Before I get to the entire story, a few things:
- The SignalR team is amazingly helpful.
- SignalR isn’t released, it is a 0.5 release.
- Even so, the version that I was using was the very latest, not even the properly released 0.5 version.
- My use cases are probably far out from what SignalR is set out to support.
- A lot of the problems were actually my fault.
One of the features for 1.2 is the changes features, a way to subscribe to notifications from the databases, so you won’t have to poll for them. Obviously, this sounded like a good candidate for SingalR, so I set out to integrate SignalR into RavenDB.
Now, that ain’t as simple as it sounds.
- SignalR relies on Newtonsoft.Json, which RavenDB also used to use. The problem with version compact meant that we ended up internalizing this dependency, so we have had to resolve this first.
- RavenDB runs in IIS and as its own (HttpListener based) host. SignalR does the same, but makes assumptions about how it runs.
- We need to minimize connection counts.
- We need to support logic & filtering for events on both server side and client side.
The first two problems we solved by brute force. We internalized the SignalR codebase and converted its Netwonsoft.Json usage to the RavenDB’s internalize version. Then I wrote modified one of the SignalR hosts to allow us to integrate that with the way RavenDB works.
So far, that was relatively straightforward process. Then we had to write the integration parts. I posted about the external API yesterday.

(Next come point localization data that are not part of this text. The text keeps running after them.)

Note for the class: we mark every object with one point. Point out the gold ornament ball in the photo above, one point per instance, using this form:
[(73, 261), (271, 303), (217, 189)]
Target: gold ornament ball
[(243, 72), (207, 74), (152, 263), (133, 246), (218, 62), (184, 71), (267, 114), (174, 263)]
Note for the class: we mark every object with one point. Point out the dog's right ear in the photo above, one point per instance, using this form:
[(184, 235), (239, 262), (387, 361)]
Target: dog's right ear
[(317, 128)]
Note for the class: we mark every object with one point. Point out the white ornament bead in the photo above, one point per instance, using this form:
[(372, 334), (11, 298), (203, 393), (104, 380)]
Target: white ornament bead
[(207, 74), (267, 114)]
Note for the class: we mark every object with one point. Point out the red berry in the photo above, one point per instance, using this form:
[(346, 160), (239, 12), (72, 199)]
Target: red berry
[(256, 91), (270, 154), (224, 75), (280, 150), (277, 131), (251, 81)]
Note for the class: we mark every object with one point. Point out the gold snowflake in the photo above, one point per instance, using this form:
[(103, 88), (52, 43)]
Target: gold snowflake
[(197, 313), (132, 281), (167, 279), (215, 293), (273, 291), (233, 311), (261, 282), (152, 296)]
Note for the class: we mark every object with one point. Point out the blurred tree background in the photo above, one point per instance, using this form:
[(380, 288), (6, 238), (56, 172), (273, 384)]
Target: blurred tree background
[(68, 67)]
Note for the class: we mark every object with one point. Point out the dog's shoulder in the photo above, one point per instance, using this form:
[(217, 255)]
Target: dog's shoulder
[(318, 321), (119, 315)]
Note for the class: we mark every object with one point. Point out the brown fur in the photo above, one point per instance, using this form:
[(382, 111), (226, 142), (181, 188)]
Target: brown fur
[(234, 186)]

My first attempt to write it was something like this:
public class Notifications : PersistentConnection
{
public event EventHandler Disposed = delegate { };
private HttpServer httpServer;
private string theConnectionId;
public void Send(ChangeNotification notification)
{
Connection.Send(theConnectionId, notification);
}
public override void Initialize(IDependencyResolver resolver)
{
httpServer = resolver.Resolve<HttpServer>();
base.Initialize(resolver);
}
protected override System.Threading.Tasks.Task OnConnectedAsync(IRequest request, string connectionId)
{
this.theConnectionId = connectionId;
var db = request.QueryString["database"];
if(string.IsNullOrEmpty(db))
throw new ArgumentException("The database query string element is mandatory");
httpServer.RegisterConnection(db, this);
return base.OnConnectedAsync(request, connectionId);
}
protected override System.Threading.Tasks.Task OnDisconnectAsync(string connectionId)
{
Disposed(this, EventArgs.Empty);
return base.OnDisconnectAsync(connectionId);
}
}
This is the very first attempt. I then added the ability to add items of interest via the connection string, but that is the basic idea.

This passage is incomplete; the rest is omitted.